TLS/SSL Rule Conditions

A TLS/SSL rule’s conditions identify the type of encrypted traffic the rule handles. Conditions can be simple or complex, and you can specify more than one condition type per rule. Only if traffic meets all the conditions in a rule does the rule apply to the traffic.

If you do not configure a particular condition for a rule, the system does not match traffic based on that criterion. For example, a rule with a certificate condition but no version condition evaluates traffic based on the server certificate used to negotiate the session, regardless of the session SSL or TLS version.

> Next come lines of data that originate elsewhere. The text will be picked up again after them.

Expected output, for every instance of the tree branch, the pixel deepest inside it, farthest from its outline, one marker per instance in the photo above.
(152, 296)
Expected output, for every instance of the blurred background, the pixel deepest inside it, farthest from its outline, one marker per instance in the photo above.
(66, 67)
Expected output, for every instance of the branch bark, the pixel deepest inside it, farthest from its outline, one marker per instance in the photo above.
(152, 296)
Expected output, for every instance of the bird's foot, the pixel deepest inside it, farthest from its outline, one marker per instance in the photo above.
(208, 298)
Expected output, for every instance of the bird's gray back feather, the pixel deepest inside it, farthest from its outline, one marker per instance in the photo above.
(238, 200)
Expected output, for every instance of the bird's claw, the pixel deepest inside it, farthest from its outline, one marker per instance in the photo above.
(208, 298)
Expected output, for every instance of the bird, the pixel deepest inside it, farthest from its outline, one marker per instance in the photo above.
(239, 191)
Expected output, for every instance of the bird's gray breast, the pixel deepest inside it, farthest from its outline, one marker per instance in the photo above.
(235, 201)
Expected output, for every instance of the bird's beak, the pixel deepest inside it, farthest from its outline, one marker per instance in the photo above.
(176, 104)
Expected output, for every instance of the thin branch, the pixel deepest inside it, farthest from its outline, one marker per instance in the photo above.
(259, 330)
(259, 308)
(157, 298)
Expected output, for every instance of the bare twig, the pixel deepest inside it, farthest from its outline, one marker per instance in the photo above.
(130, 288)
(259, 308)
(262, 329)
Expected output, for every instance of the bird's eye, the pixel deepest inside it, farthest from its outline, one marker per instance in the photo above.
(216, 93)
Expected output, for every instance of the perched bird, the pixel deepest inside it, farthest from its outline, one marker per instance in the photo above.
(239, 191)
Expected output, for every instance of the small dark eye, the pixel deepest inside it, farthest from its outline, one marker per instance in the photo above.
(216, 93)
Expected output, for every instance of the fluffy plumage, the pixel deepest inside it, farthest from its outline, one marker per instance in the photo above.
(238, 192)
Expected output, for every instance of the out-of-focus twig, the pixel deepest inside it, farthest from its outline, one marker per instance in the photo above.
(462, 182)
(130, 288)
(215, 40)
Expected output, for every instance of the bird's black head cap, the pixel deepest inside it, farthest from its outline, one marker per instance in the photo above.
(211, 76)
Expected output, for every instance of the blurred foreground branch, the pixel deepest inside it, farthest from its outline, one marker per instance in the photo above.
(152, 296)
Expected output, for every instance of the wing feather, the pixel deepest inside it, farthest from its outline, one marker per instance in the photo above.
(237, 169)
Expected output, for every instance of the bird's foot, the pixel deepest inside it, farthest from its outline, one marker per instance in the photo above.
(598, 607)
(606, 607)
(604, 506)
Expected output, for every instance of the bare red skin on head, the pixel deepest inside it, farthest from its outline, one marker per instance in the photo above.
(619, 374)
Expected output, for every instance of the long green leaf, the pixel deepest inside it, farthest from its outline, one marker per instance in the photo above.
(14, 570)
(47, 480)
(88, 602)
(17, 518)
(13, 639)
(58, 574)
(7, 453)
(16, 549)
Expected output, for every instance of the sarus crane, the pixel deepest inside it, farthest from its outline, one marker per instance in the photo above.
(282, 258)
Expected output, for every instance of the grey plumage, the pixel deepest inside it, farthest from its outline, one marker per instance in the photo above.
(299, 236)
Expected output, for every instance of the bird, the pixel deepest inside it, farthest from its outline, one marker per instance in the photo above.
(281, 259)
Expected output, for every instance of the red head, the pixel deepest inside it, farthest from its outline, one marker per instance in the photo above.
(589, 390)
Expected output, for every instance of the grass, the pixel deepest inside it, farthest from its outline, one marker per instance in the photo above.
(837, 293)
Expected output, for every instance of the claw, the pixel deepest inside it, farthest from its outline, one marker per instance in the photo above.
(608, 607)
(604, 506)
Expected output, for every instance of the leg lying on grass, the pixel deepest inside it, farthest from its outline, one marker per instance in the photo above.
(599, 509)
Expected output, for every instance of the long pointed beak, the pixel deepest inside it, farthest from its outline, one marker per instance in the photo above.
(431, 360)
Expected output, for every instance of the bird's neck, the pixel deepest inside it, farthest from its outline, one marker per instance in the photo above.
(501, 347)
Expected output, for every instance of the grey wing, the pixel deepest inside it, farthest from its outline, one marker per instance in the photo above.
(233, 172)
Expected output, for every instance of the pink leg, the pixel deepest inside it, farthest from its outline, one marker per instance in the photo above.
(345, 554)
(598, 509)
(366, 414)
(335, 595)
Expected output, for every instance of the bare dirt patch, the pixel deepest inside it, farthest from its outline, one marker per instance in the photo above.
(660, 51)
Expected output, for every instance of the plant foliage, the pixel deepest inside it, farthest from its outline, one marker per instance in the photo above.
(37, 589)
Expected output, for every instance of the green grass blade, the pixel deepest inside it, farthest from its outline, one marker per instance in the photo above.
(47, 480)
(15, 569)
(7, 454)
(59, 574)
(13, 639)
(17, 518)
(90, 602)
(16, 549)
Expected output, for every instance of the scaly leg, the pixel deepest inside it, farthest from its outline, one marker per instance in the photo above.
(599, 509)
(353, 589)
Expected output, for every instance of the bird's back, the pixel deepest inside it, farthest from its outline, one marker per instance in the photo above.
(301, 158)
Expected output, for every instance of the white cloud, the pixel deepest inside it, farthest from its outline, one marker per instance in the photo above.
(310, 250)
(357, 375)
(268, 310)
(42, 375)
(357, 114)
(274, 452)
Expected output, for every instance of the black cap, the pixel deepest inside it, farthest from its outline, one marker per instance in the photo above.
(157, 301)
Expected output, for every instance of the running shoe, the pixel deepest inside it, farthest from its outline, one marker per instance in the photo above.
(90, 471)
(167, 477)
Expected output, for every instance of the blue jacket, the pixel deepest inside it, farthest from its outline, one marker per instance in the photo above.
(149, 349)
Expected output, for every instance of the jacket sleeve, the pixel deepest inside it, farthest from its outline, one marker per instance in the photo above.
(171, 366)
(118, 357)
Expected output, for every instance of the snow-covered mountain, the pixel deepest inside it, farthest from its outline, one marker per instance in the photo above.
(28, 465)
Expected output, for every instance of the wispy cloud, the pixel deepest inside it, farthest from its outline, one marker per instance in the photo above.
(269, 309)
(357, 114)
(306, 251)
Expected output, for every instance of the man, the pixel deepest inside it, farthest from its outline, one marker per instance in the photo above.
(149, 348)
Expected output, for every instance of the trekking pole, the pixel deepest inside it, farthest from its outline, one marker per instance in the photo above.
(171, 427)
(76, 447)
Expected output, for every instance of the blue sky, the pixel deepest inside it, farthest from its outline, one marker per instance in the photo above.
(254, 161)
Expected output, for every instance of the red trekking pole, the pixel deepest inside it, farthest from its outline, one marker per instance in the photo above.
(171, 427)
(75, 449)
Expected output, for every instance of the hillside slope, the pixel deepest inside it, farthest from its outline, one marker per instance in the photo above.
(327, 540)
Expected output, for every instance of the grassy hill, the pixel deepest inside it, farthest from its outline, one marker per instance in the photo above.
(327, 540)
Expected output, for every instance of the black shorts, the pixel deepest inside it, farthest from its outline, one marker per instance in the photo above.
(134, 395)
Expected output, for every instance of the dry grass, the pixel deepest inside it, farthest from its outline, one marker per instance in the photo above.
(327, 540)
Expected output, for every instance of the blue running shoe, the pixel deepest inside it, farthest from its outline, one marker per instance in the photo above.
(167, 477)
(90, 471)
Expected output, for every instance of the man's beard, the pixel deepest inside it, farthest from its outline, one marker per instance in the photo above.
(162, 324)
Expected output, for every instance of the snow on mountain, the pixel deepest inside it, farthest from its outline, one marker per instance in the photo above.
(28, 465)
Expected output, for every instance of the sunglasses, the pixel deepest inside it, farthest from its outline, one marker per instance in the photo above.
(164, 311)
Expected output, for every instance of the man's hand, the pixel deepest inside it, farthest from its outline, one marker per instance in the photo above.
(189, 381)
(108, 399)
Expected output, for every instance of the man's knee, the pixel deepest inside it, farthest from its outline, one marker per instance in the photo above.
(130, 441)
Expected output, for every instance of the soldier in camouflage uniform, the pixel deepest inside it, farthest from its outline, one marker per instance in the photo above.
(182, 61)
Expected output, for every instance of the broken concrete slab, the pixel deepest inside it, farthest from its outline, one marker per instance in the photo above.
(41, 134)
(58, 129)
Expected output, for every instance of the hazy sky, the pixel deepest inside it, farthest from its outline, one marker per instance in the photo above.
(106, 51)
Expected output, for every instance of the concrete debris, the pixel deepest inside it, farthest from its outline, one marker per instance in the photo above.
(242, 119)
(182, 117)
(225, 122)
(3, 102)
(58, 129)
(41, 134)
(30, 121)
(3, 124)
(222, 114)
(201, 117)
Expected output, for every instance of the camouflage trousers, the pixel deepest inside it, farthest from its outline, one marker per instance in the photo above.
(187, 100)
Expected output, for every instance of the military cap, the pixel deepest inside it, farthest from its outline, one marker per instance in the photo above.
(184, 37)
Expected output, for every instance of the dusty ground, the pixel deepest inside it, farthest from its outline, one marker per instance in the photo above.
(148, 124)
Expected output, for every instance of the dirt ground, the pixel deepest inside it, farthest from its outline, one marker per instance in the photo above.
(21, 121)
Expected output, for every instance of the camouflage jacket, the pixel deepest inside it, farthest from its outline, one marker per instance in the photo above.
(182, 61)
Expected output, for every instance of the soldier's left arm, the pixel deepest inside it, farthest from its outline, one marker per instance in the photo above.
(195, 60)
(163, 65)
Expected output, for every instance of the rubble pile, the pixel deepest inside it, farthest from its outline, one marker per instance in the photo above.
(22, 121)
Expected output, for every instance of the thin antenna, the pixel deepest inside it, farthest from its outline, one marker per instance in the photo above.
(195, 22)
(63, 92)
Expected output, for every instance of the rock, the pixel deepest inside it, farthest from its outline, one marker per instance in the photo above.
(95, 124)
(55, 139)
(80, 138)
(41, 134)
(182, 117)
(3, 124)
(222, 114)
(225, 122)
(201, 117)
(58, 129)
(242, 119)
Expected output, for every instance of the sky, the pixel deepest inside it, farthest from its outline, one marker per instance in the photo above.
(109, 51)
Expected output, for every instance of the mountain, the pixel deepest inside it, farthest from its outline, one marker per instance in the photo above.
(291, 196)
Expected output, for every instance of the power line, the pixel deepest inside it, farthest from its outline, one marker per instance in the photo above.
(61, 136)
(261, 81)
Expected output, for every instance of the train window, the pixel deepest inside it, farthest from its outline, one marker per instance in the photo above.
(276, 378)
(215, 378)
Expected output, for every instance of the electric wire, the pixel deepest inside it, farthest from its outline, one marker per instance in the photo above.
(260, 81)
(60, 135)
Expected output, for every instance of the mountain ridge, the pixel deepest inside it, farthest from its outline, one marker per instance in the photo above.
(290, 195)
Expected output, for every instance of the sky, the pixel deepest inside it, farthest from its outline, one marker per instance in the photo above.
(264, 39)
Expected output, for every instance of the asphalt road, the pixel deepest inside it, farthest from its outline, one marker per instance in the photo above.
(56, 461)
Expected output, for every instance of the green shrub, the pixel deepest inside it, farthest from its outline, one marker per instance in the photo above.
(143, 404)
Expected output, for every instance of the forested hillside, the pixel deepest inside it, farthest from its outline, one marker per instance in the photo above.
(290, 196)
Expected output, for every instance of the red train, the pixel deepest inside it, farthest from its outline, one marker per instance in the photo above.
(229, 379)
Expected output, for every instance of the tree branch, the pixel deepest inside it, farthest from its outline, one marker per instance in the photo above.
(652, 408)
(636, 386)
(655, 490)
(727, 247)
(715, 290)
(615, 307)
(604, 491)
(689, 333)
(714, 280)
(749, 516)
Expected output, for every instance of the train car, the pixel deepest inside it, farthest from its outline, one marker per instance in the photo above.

Every TLS/SSL rule has an associated action that determines the following for matching encrypted traffic:

  • Handling: Most importantly, the rule action governs whether the system will monitor, trust, block, or decrypt encrypted traffic that matches the rule’s conditions

  • Logging: The rule action determines when and how you can log details about matching encrypted traffic.

Your TLS/SSL inspection configuration handles, inspects, and logs decrypted traffic:

  • The SSL policy’s undecryptable actions handle traffic that the system cannot decrypt.

  • The policy’s default action handles traffic that does not meet the condition of any non-Monitor TLS/SSL rule.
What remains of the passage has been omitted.